Likewise, Murray is interested in the idea of using one or more shuttered nuclear reactor sites as interim storage sites. The 2012 report from the Blue-Ribbon Commission on America’s Nuclear Future mentioned the idea of moving fuel from one shutdown reactor site to another. “I want to explore that,” Murray said.
Murray joined DOE’s Office of Nuclear Energy in 2023 after a long nuclear industry career, including 16 years as a manager at Orano. He head’s DOE’s consent-based siting program for spent nuclear fuel. He told a quarterly meeting of the San Onofre Community Engagement Panel his job is to pick up spent fuel from the nation’s retired nuclear reactors. The volunteer panel is set up to support open communication between the company and the community on decommissioning issues.
There are already 20 shut-down commercial reactor sites in the United States, Murray said. Certain communities involved might be open to considering interim storage, he added.
In June 2013, Southern California Edison announced it was permanently retiring its two remaining reactor units at its San Onofre Nuclear Generating Station in San Clemente, Calif. Some major components have already been removed for disposal.
At the community board meeting, Murray was introduced by Rep. Mike Levin (D-Calif.) who said San Onofre’s 3-million-plus pounds of spent nuclear fuel is currently held a few hundred feet from the Pacific Ocean.

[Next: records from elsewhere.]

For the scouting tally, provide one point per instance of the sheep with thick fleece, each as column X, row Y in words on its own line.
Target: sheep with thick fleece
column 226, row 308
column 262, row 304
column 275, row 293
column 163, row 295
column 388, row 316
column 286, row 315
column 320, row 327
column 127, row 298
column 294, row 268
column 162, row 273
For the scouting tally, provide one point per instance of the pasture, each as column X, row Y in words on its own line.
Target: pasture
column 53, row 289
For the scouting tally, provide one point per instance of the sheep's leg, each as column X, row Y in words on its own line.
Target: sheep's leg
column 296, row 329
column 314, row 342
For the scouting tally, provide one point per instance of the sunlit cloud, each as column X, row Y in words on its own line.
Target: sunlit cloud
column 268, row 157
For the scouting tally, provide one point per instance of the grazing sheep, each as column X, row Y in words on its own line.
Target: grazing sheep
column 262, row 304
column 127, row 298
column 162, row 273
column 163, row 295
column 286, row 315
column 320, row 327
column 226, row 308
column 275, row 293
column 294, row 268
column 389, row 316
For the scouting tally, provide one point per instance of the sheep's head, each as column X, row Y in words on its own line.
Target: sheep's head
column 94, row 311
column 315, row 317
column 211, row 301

The locals want to see this high-level radioactive waste moved somewhere further inland, Levin added.
Once all the existing commercial power reactors in the United States retire, the nation will have about 141,000 tons of spent nuclear fuel, in addition to an estimated 21,000 canisters of vitrified waste from the DOE’s Office of Environmental Management, Murray said.
Provided DOE opens up its first consent-based interim storage site by 2040, and starts moving spent fuel at the rate of 3,000 tons annually, it could still take 50 years, until 2090, to move all the fuel from retired reactors.
But DOE continues to be sued to the tune of about $800 million annually for its failure to take title to spent fuel from power reactors, Murray said. The liability currently exceeds $34 billion. The nation did not get into this “mess” overnight, Murray said, and the problem won’t be solved overnight.
The United States will still eventually need a deep geologic repository, Murray said. In doing this, DOE’s Office of Nuclear Energy must collaborate with both its international partners as well as its sister branch, DOE’s Office of Environmental Management, he said. The Environmental Management office already runs a deep underground geologic repository for defense-related transuranic waste, Murray said referring to the Waste Isolation Pilot Plant in New Mexico.